La mayor, Alba, ya no creía en ese cuento de cabañas encantadas en medio del bosque, sabía, de sobra, que los relatos que traía su madre salían de su compleja mente. Lo que a su edad aún no comprendía era por qué necesitaba ir hasta tan arriba para traerlos. Conforme fue creciendo, comprendió que, allí, su madre era más ella que en cualquier otro lugar de la tierra. Era libre y, de la libertad y soledad de ese mundo tan poblado, nacían pequeñas extensiones de sí misma, que manifestaba en forma de relatos.
—El cuerpo deja de crecer, hija, pero la mente hay que alimentarla, constantemente, pues nunca para de crecer.

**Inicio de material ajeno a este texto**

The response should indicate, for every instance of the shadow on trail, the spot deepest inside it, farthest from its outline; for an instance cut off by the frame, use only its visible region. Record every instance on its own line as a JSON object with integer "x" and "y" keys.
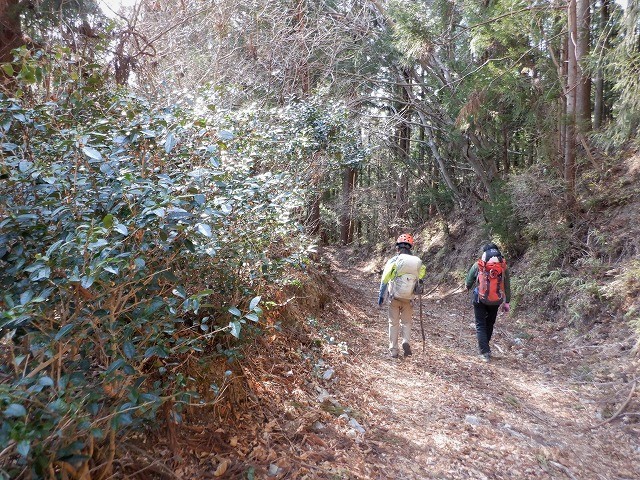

Esto fue lo que le dijo Carlota a su hija, el primer día que esta la acompañó a una de sus excursiones. Alba entendió todo ese día; además, tuvo la suerte de conocer a Títiro, y comprendió que el imán de esa amistad era otra de las fuentes, insaciables, con las que su madre llenaba el vacío; ese con el que todos llegamos al monte, y que olvidamos al bajar, saciados de estímulos, sensaciones e ideas. De aquella primera excursión surgió el primer brote de un lienzo firmado por Alba. Cuando su hermano lo vio, entró en cólera, enrabietado, como el niño Aquiles; deseoso de tener edad suficiente para acompañar a su madre y su hermana en aquellas excursiones. Alba le había contado que ese lienzo lo había sacado de un cacho de raíz de un roble mágico, abrasado por un rayo. Y, claro, ¿qué niño no se enfadaría ante una historia así? Martín quería encontrar, también, algo en ese monte. Se le pasó pronto la rabieta.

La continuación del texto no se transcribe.